At times, inside that facility, I was berated by the staff. I was called a selfish, lying junkie. Old habits. My mental agony was outmatched by the physical withdrawal, which feels like a boomerang barreling right at you twice as fast as you threw it. Heroin made me feel warm and the withdrawal made me freezing. Feeling nothing and numb gave way to hypersensitivity, feeling everything, viscerally. The facility didn’t believe in using medicine that would’ve made me feel better, a cruel extension of an even weirder religious tenet that somehow posits suffering as noble, that it’s the first step to realizing deeper spiritual truths. Withholding medication led to no such awakening, only insomnia and diarrhea.

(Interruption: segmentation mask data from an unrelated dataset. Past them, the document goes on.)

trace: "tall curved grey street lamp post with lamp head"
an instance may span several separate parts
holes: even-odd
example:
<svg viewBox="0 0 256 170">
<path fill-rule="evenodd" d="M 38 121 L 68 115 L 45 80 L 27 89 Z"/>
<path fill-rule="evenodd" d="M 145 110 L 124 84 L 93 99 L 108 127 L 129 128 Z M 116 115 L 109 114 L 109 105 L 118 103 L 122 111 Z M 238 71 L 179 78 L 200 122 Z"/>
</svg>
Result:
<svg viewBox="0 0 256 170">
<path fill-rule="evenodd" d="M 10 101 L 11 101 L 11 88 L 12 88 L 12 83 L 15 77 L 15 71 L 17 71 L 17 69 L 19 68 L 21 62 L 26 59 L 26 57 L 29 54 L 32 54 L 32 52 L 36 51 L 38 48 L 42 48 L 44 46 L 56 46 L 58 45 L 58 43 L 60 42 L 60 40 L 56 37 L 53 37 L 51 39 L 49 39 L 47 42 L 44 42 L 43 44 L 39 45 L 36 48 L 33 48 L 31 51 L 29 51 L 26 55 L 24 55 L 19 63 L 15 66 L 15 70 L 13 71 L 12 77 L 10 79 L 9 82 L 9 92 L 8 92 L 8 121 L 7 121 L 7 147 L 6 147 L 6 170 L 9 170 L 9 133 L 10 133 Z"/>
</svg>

The connections I have today, with my family, my partner, is why I no longer feel the need for heroin’s embrace. I found the love I had been chasing, and I’m able to feel it.

Feeling the pain and suffering, being yelled at and called names, wasn’t what helped me. But the bonds that began to form between me and the other guys inside the facility did. And when my arms weren’t so sore, I started writing letters to old friends and family. Slowly, I reconnected with the world. For the first time in a long time, I began to feel loved and cared for. I learned that I didn’t need to inject a synthetic version of those feelings.

The connections I have today, with my family, my partner, is why I no longer feel the need for heroin’s embrace. I found the love I had been chasing, and I’m able to feel it.

Allendorf may not ever like heroin, and she may forever hate April 9, but those emotions no longer fuel her work today. Allendorf prefers to share stories of people who’ve gotten better. She’s most proud of her middle son, who now has three years of recovery under his belt. For job security and privacy, he requested anonymity.

Last April 9, he posted, “I will hate this day forever” on Facebook. He’s said that when he’s bored, he thinks about calling his brothers and asking what they’re up to. A year ago, he posted, “Even though I [sic] fuking hate you at times we are always brothers.” But more recently, like his mom, he has found ways to love them. “Stay close to the ones you love,” he said, “life is truly too short to feel hate, anger, jealousy. Now days, I feel nothing but love for everyone, even if I don’t know you, you are a friend.”

Addiction nearly tore their whole family apart. But they’ve stuck together. Today, when Allendorf signs off using “IHH,” she means, “I have hope.”

“I still have one son,” she said. “If that isn’t hope, I don’t know what is.”